Now let’s transition to 2010 and today’s media environment. What can politicians do to make a splash? Obviously I am not advocating fighting in a supermarket, but healthy competition can be the solution.
Social media allows for interaction between Members of Congress and their constituents. While candidates search for volunteers to knock on doors and make phone calls as elections draw near, social media provides an avenue for continuous engagement throughout a Member’s term in office.
An effective social media strategy has Congressmen and Senators igniting their constituents’ passions. For instance, why not challenge a colleague on who has more Facebook or twitter followers? Maybe it can be a Republican versus a Democrat from a neighboring district or a border war between Senators from neighboring states.

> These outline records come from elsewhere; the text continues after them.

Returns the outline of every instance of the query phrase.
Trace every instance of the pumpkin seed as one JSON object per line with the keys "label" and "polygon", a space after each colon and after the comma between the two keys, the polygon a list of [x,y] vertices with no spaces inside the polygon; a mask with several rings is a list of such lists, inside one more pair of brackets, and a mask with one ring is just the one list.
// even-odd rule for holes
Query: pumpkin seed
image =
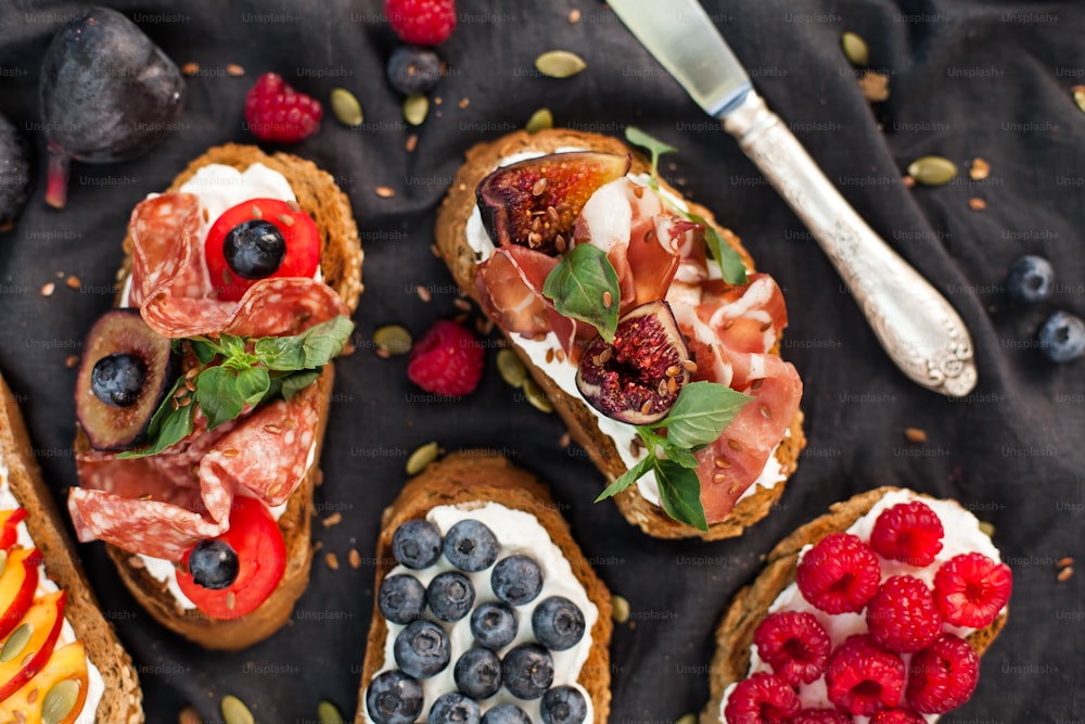
{"label": "pumpkin seed", "polygon": [[497,371],[500,372],[501,379],[513,388],[524,386],[524,380],[527,379],[527,368],[524,367],[524,363],[520,361],[516,353],[508,347],[497,353]]}
{"label": "pumpkin seed", "polygon": [[421,93],[408,96],[404,101],[404,118],[412,126],[421,126],[430,112],[430,99]]}
{"label": "pumpkin seed", "polygon": [[611,618],[615,623],[625,623],[629,620],[629,601],[625,596],[617,594],[611,596]]}
{"label": "pumpkin seed", "polygon": [[343,714],[331,701],[321,701],[317,706],[317,716],[320,719],[320,724],[344,724]]}
{"label": "pumpkin seed", "polygon": [[567,78],[588,67],[588,64],[576,53],[567,50],[551,50],[535,59],[535,67],[545,76]]}
{"label": "pumpkin seed", "polygon": [[399,325],[385,325],[373,332],[373,344],[390,355],[405,355],[410,352],[410,332]]}
{"label": "pumpkin seed", "polygon": [[529,377],[524,380],[524,397],[526,397],[527,402],[532,404],[532,407],[540,412],[549,414],[553,411],[553,405],[551,405],[550,401],[547,399],[546,393],[542,392],[542,388],[540,388],[535,380]]}
{"label": "pumpkin seed", "polygon": [[221,707],[222,720],[226,724],[256,724],[256,719],[253,716],[253,712],[248,711],[245,702],[232,694],[222,697]]}
{"label": "pumpkin seed", "polygon": [[866,67],[870,61],[867,41],[857,33],[845,33],[840,36],[840,47],[843,49],[847,62],[857,68]]}
{"label": "pumpkin seed", "polygon": [[437,459],[439,454],[441,448],[437,446],[436,441],[422,445],[407,458],[407,474],[417,475],[422,472],[425,466]]}
{"label": "pumpkin seed", "polygon": [[922,156],[908,165],[908,176],[923,186],[942,186],[957,176],[957,164],[942,156]]}
{"label": "pumpkin seed", "polygon": [[26,648],[26,645],[30,643],[30,636],[34,635],[34,626],[29,623],[22,624],[18,628],[11,632],[11,636],[4,642],[3,648],[0,649],[0,662],[8,663]]}
{"label": "pumpkin seed", "polygon": [[56,724],[63,721],[72,712],[78,698],[79,682],[74,678],[56,682],[41,700],[42,724]]}
{"label": "pumpkin seed", "polygon": [[348,128],[361,125],[361,103],[346,88],[332,88],[332,113]]}
{"label": "pumpkin seed", "polygon": [[524,130],[528,134],[537,134],[547,128],[553,128],[553,114],[550,113],[550,109],[539,109],[532,114],[532,117],[527,119],[527,125],[524,126]]}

We saw a small snippet of this recently when the Republican and Democratic parties engaged in a six-week battle on who could add the most followers on Facebook. Regardless of who won, both sides realized significant increases in their social media following. This tactic could be even more effective on an individual basis, as polling consistently shows that constituents have a more favorably opinion of their individual representative than for the entire party.
Another example is the Republicans recently unleashed “You Cut” campaign. Whether you agree with the premise of the initiative or not, one has to admire its ability to generate enthusiasm among core Republican supporters. Many Republican members marketed the program on their social media sites and the party collected hundreds of thousands of names to solicit for the upcoming 2010 election.
Don Draper may have not liked Peggy’s stunt to sell hams but the goal is to increase exposure for the client and she succeeded. Politicians have the tools at their disposal to make a splash using little, if any, money. And considering the 140 character limitations of the public’s attention span, they better start using those tools to make headlines.